Balkan nephropathy is a type of degenerative, familial, slowly progressive chronic tubulointerstitial disease that may lead to carcinomas of the renal pelvis or upper urethra. The disease is endemic to the Balkan countries like Bosnia and Herzegovina, Romania, Serbia, Croatia, and Bulgaria.
Balkan nephropathy is clinically silent initially and occurs three times more frequently in women than men. Affected individuals are usually farmers. First symptoms are nonspecific , occurring usually after the patient turns 30 years old and consists of weakness, anorexia, nausea, vomiting, headache, dizziness, somnolence, muscular spasms, dyspepsia, pale skin with copper-brown discoloration of the palms and soles, weight loss, episodes of macrohematuria and mild, non-characteristic pain in the lumbar area. Blood pressure remains normal in incipient phases and becomes elevated later during illness evolution. Symptoms of chronic kidney disease (uremic syndrome) become apparent as Balkan nephropathy progresses  . Dysuria and fever are absent. Peripheral edema is seldom seen and is due to hydroelectrolytic disturbances. Working capacity is preserved for a long time. Patients with prolonged disease evolution present with urothelial tumors or signs of chronic renal failure: pollakyuria, polydipsia, and nocturia.
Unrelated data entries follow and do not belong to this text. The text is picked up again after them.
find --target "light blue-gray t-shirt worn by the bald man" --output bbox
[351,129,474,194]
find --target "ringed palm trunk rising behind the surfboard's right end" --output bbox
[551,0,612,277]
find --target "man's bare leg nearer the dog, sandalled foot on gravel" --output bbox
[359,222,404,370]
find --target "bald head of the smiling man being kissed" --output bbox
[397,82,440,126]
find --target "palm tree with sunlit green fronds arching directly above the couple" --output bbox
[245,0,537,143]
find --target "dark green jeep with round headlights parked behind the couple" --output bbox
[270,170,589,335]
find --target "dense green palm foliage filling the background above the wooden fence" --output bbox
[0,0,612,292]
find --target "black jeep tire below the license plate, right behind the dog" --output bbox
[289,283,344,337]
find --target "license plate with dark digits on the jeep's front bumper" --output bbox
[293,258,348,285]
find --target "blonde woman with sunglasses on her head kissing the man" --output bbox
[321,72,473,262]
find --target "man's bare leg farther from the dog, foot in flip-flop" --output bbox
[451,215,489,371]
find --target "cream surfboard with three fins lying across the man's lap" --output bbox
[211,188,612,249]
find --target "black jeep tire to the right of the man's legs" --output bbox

Tubular type proteinuria involving albumin and β2-microglobulin is initially intermittent and not accompanied by decreased serum protein levels but later becomes permanent. It is usually less than 0.5 g/24 hours. Urine concentration ability is gradually lost and followed by a decrease in the glomerular filtration rate  . Urinary sediment detects red, white blood cells  and tumor cells if the disease has become complicated by a urothelial tumor . Bacteriuria, glycosuria, enzymuria, and aminoaciduria (hydroxyprolinuria) have been described. Normo- or hypochromic normocytic hypo regenerative anemia is present from the initial stages of the disease and is more severe than expected based on glomerular filtration rate reduction. It is caused by urinary or digestive losses, impaired erythropoietin synthesis, and hemolysis. The erythrocyte sedimentation rate is elevated. Complement, as well as anti-tubular basal membrane and anti-glomerular basal membrane antibodies levels, remain normal. High values of urinary leucine aminopeptidase activity have been described. Tubular dysfunction leads to salt wasting, abnormal ammonia, phosphate and uric acid excretion and urine acidification abnormalities.
Ultrasonography reveals progressive, symmetrical kidney atrophy   due to sclerosis and high echo density of the renal pelvis and parenchyma. Histology demonstrates the substratum of these findings: interstitial and periglomerular fibrosis, glomerular lesions of the endothelial and mesangial proliferative type or micro cysts. Tubular epithelium may be dystrophic or atrophic, may be affected by hydroprotidic de-generescence or pseudo cystic dilatation. Vascular lesions consist of intimal fibrous hyperplasia or intimal fibrosis and arterial hyalinosis.
Radiography and other imaging methods may reveal carcinomas that usually involve the upper ureter or renal pelvis . Tumors may also be encountered in the urinary bladder, but this is a rare finding. Urography and ascending pyelography, as well as computer tomography scans are useful in tumor diagnosis. Renal biopsy is seldom indicated because patients usually present when the kidneys are already atrophied.